Ronnie Earle, who served as Travis County district attorney for more than 30 years and was best known for prosecuting some of Texas’ top politicians and for championing the community justice system, died Sunday after a long illness. He was 78.
“He was a great guy,” said friend and former Austin Mayor Bruce Todd. “He always wanted to get things right and he had a good sense of what was right for community. That was what he always wanted to be the goal and objective.”
Todd said Earle’s health has been declining for some time.
Through the county’s Public Integrity Unit, which he founded, Earle prosecuted some of the state’s top politicians — including then-Texas Attorney General Jim Mattox, then-U.S. Sen. Kay Bailey Hutchison and then-U.S. House Majority Leader Tom DeLay — with mixed success.
A jury acquitted Mattox and the case against Hutchison became a high-profile failure when charges were dismissed. DeLay was convicted of a money laundering charge, but that conviction was later overturned by the Texas Court of Criminal Appeals.
But closest to Earle’s heart were his efforts at the forefront of community justice, a catchall name for programs that had caught on in prosecutors’ offices nationwide that aim to attack crime by, in his words, “engaging the community in its own protection.”
Earle established programs for crime prevention, alternative sentencing and the reintegration of former offenders into society. He also brought officials from a range of fields together.
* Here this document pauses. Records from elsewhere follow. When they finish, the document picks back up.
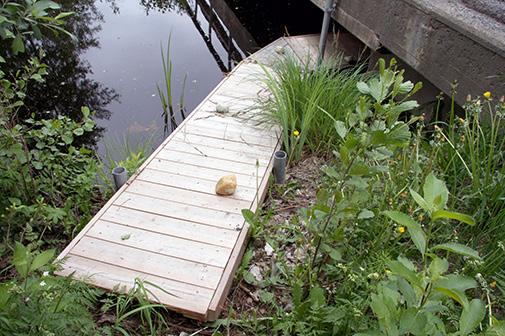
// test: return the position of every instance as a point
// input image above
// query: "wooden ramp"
(166, 226)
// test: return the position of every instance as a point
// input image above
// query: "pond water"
(117, 64)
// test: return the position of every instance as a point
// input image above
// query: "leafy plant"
(19, 19)
(414, 298)
(298, 95)
(40, 304)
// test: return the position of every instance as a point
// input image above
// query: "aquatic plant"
(167, 105)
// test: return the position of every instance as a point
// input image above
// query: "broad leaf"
(420, 200)
(41, 259)
(471, 316)
(438, 267)
(18, 45)
(363, 88)
(341, 128)
(20, 259)
(399, 269)
(458, 249)
(453, 215)
(435, 192)
(414, 228)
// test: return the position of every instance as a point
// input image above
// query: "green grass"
(299, 94)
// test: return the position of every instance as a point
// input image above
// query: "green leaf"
(341, 128)
(41, 260)
(453, 215)
(63, 15)
(420, 200)
(458, 249)
(249, 216)
(366, 214)
(20, 259)
(399, 269)
(435, 192)
(363, 88)
(359, 169)
(471, 316)
(414, 228)
(438, 267)
(85, 111)
(18, 45)
(405, 87)
(456, 295)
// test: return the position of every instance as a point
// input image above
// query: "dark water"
(116, 65)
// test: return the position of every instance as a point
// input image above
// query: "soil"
(298, 192)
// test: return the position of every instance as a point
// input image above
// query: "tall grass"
(166, 97)
(471, 154)
(300, 93)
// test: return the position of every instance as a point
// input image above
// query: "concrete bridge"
(443, 40)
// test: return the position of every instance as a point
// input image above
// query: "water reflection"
(117, 55)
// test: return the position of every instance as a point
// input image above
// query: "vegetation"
(405, 235)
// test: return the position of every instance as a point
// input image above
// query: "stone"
(226, 185)
(222, 109)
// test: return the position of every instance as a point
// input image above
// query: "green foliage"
(136, 303)
(414, 301)
(299, 94)
(21, 19)
(37, 303)
(369, 259)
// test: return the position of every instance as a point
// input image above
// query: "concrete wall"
(443, 40)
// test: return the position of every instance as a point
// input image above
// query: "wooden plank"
(188, 197)
(219, 153)
(216, 305)
(212, 175)
(226, 166)
(161, 244)
(232, 134)
(243, 193)
(186, 212)
(171, 226)
(217, 302)
(179, 296)
(192, 273)
(125, 186)
(222, 144)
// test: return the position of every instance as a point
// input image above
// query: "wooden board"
(166, 226)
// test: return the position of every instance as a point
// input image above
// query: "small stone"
(226, 185)
(256, 273)
(268, 249)
(222, 109)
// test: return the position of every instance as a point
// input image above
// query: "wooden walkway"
(166, 225)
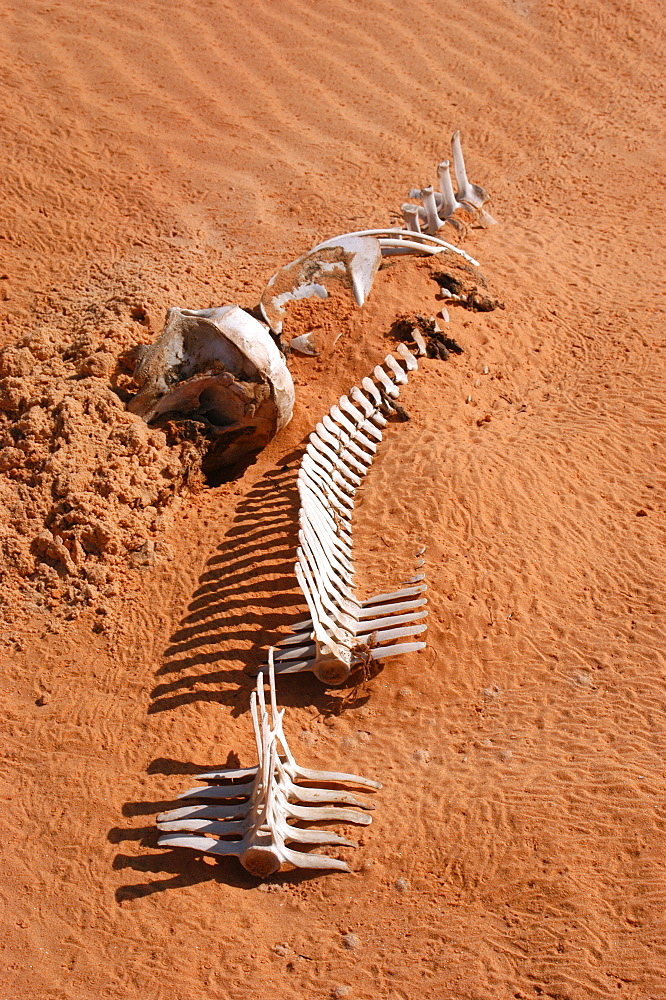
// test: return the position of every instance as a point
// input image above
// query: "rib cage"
(343, 631)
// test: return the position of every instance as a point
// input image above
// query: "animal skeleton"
(340, 629)
(469, 198)
(253, 805)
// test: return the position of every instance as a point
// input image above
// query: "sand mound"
(84, 484)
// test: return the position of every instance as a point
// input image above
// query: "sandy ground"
(160, 154)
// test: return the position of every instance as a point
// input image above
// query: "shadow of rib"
(246, 596)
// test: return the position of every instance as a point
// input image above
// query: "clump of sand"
(85, 486)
He also ran for Lt. Governor in 2010 but lost in the primary. The late and lamented Public Integrity Unit was a weird way of prosecuting crimes committed by state officials, but it worked pretty well, and we have seen quite clearly since the Republicans killed it off that we didn’t have any better alternatives at hand. If the PIU were still a thing, we would get some kind of resolution to the Ken Paxton saga, not this ridiculously drawn-out process that has been at the mercy of Paxton’s cronies in Collin County and may yet end up in a forfeit. Whatever you think of the case against him, that ain’t no way to do justice. Ronnie Earle would have handled it better. Rest in peace, sir.